The thought came unbidden, drifting through her fading consciousness like smoke. She almost smiled. He would, too. Would stand over her with that unreadable expression and say something dry, something cutting, something that would make her want to kick him even as she bled out.
A shadow fell across her.
She blinked hard, her heart beating slow, each pulse a labor. There was a figure standing in front of her—tall, solid, familiar. She tried to focus, but her eyes wouldn't cooperate, wouldn't see, wouldn't—
"Seems like I've started seeing things."
Silas pulled himself out of the rubble, his jaw hanging at an unnatural angle, his vision blurred with pain and rage. He grabbed his face with both hands and forced the bone back into place with a grinding crack that sent fresh agony screaming through his skull. He screamed—a raw, animal sound that tore from his throat—and then spat a mouthful of blood onto the ground.
If he hadn't used aura reinforcement, his jaw would be gone by now.

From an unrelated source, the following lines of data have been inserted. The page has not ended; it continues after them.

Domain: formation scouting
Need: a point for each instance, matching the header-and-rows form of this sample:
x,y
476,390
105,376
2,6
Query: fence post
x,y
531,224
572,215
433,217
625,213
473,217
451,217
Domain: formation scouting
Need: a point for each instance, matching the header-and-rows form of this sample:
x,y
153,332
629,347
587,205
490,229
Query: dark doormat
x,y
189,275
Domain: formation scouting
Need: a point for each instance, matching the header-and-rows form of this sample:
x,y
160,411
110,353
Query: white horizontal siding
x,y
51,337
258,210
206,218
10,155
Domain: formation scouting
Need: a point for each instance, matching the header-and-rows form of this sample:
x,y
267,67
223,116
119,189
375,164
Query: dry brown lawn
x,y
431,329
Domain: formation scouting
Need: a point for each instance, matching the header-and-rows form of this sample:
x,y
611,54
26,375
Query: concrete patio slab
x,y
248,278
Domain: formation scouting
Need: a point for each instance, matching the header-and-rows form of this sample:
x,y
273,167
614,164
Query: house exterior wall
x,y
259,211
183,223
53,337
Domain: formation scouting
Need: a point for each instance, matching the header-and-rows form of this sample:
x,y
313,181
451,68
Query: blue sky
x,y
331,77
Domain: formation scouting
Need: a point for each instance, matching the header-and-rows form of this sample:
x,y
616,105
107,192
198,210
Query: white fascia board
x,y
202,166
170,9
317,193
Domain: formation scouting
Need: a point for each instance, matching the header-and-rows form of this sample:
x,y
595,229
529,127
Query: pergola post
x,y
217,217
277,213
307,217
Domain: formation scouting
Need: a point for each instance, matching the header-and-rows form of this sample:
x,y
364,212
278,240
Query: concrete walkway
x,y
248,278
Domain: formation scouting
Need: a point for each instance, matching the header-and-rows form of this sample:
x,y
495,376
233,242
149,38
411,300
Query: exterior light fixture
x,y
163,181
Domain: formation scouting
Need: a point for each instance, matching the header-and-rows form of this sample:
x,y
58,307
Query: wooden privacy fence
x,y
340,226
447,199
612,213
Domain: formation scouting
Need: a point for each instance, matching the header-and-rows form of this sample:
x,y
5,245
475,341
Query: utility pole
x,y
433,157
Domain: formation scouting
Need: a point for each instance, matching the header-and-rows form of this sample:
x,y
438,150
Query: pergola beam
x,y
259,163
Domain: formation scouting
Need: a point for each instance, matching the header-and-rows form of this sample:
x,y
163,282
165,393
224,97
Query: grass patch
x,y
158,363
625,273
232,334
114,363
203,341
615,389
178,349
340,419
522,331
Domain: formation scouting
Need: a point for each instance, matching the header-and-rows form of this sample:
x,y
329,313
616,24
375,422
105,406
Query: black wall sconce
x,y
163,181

He blinked, trying to clear his vision, trying to find her.
She was still there. Kneeling in the dirt, one hand pressed to her stomach, her head bowed, her body finally, finally giving out.
And there was a man standing in front of her.
Silas's blood ran cold.
Rowan Dareth.
In the flesh.
There was no mistaking it. The broad shoulders, the weathered face, the sword at his hip still wet with yggthra blood. But it wasn't the appearance that froze Silas in place. It was the presence. Something immense, something ancient, something that made the air feel thick and the ground feel unsteady and his own heart stutter in his chest.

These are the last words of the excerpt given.